萩原 義雄 記

都会の雜沓を乖離して山野などに遠出する機会は、寒い冬なればと奮い立つ人はどれほどいらしゃるだろうか。夜空の星へと誘う都会のディスクには数字のパネルに「*」印が無数にあって、この「アステリスク」=(英:asterisk)の原語の意味は「小さい星」(ラテン語経由の古代ギリシア語)で、日本語でも「星号」、「星印」、「星」、「アスタ」とも呼ぶ。)ことを知ってか、よし、天空の星を眺めに出かけようと思い立つことに繋がれば想いを逞しく広げるちからともなろう。

悴む手先の指を「はー」と息を吹きかけながら携えてきた手持ちの地図やメモ書きの頁を捲ってはじめて向かう行き先を確認しつつ畳(たたな)われた山並みの現地に立つ。ここまで来たとしよう。

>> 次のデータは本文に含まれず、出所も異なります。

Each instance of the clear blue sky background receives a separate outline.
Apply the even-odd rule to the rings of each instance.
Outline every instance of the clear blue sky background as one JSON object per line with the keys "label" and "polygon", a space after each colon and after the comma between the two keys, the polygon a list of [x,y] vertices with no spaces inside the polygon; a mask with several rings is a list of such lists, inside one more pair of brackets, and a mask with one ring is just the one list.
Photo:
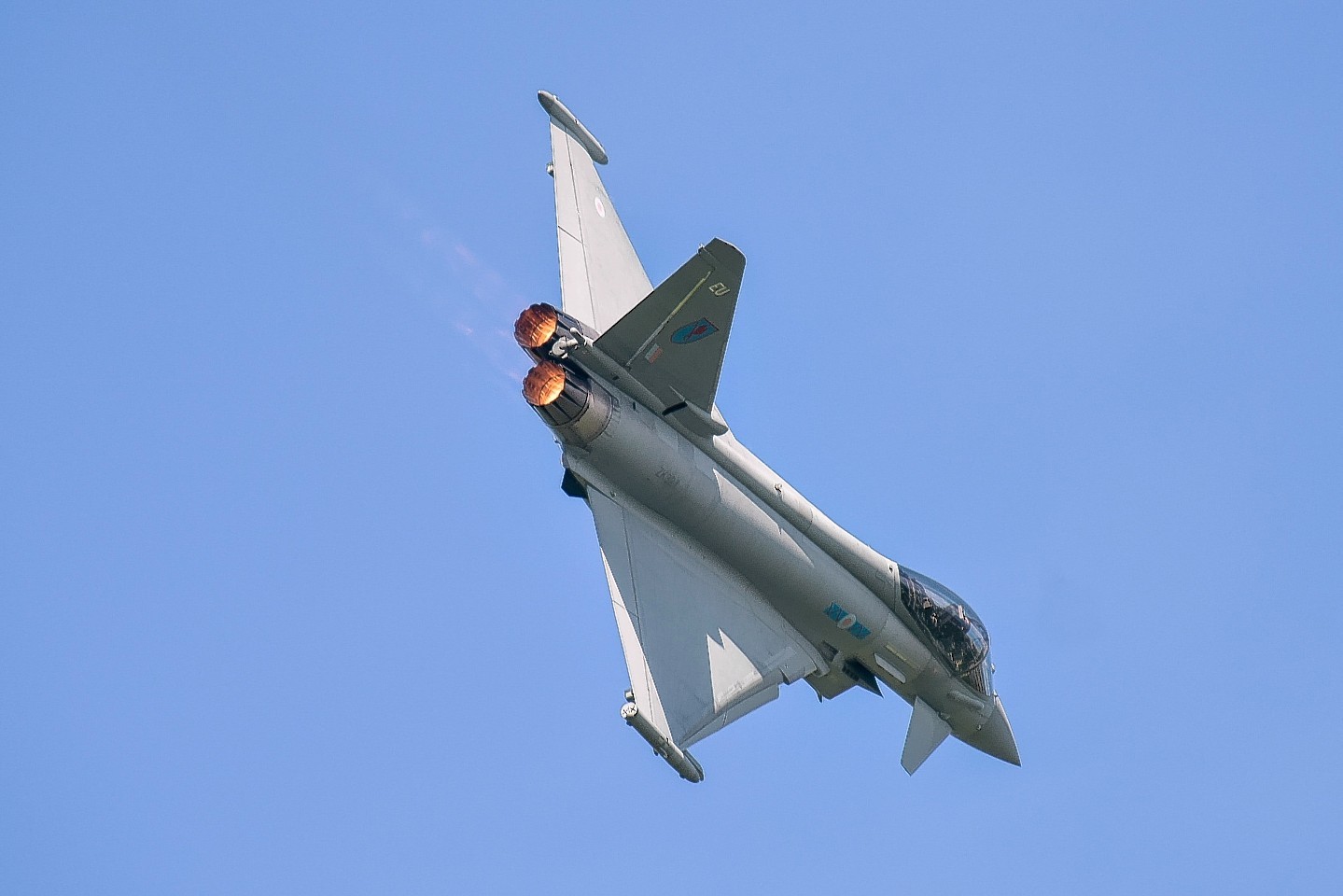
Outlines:
{"label": "clear blue sky background", "polygon": [[[0,892],[1336,885],[1343,7],[565,5],[0,11]],[[654,282],[747,254],[725,415],[1022,768],[620,723],[537,89]]]}

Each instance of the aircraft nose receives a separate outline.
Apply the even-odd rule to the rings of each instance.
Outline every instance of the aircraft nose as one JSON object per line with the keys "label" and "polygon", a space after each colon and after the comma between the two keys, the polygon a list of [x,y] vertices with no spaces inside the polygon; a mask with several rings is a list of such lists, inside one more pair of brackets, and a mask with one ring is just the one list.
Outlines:
{"label": "aircraft nose", "polygon": [[1003,701],[998,697],[994,697],[994,713],[988,716],[984,727],[964,740],[975,750],[980,750],[995,759],[1002,759],[1014,766],[1021,764],[1021,755],[1017,752],[1017,737],[1011,733],[1011,723],[1007,721]]}

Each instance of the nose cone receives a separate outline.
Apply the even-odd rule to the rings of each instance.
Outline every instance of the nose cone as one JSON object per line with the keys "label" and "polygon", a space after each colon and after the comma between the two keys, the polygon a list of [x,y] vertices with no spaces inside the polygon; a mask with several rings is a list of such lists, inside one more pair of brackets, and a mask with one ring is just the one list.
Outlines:
{"label": "nose cone", "polygon": [[1021,755],[1017,752],[1017,739],[1011,733],[1011,723],[1007,721],[1003,703],[998,697],[994,697],[994,715],[988,716],[984,727],[970,732],[962,740],[995,759],[1010,762],[1014,766],[1021,764]]}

我が身一人きりと思ってみれば、そこに同じ思いの人たちがいても可笑しくない。吾人もささやかながら携えてきた無花果入り麺麭と温か飲み物など取り出して口に運ぶ前に、同じくしてこの場所に来た人に声かけ、話しかけ、星降る空間と時間を共有しながら、少しずつ持ち来た食を分け合って、夜空の共感覚の世界を育みだすことになる。まさに、簞食壺漿(たんしこしよう)での宴がここに始まり思いも一入(ひとしお)となろう。上空には「牡牛座」や「オリオン座」といった冬を代表する星座、「牡羊座」の目印ともいう「ハマル(Hamal)」、その横に並ぶ「シュラタン(Sheratan)」と見定めいく。ギリシャ神話に登場する黄金の羊を想い描く。何がそこに訪れるかは人それぞれかもしれない。標高六四二メートルでの世界がここにはあった。新たなる年のはじめ、見上げてみたい夜空の星が吾人には慥かにある。
 
たんしこしょう【簞食壺漿】『日国』第二版に、意味を「竹製の器に盛った食物と、ひさごや壺に入れた飲み物」とある。【出典】*孟子‐梁恵王・下「箪食壺漿、以迎王師
○十二月ニ内府公摂州茨木ノ郷ヘ御鷹狩ト兎出御ナリシ時所ノ御代官ナリケル河尻肥前守前駈兎御馳走ス。次ニ郷民等迄箪食壺漿ノ御迎ニ出ケル。供奉ニハ佐々淡路守堀田若狹守等ナリ。御咄衆ニハ織田有樂細川幽斎有馬金殤青木ノ法印并道阿弥半入其外勝計ス。〔内閣文庫蔵『玉滴隱見』(一八一〇・文化七年写)卷第二・二六五頁上段右4〕
 
黄金の羊 ギリシャ神話、ドラゴンが守る金皮羊、弱き羊なれど魂は強く美しい。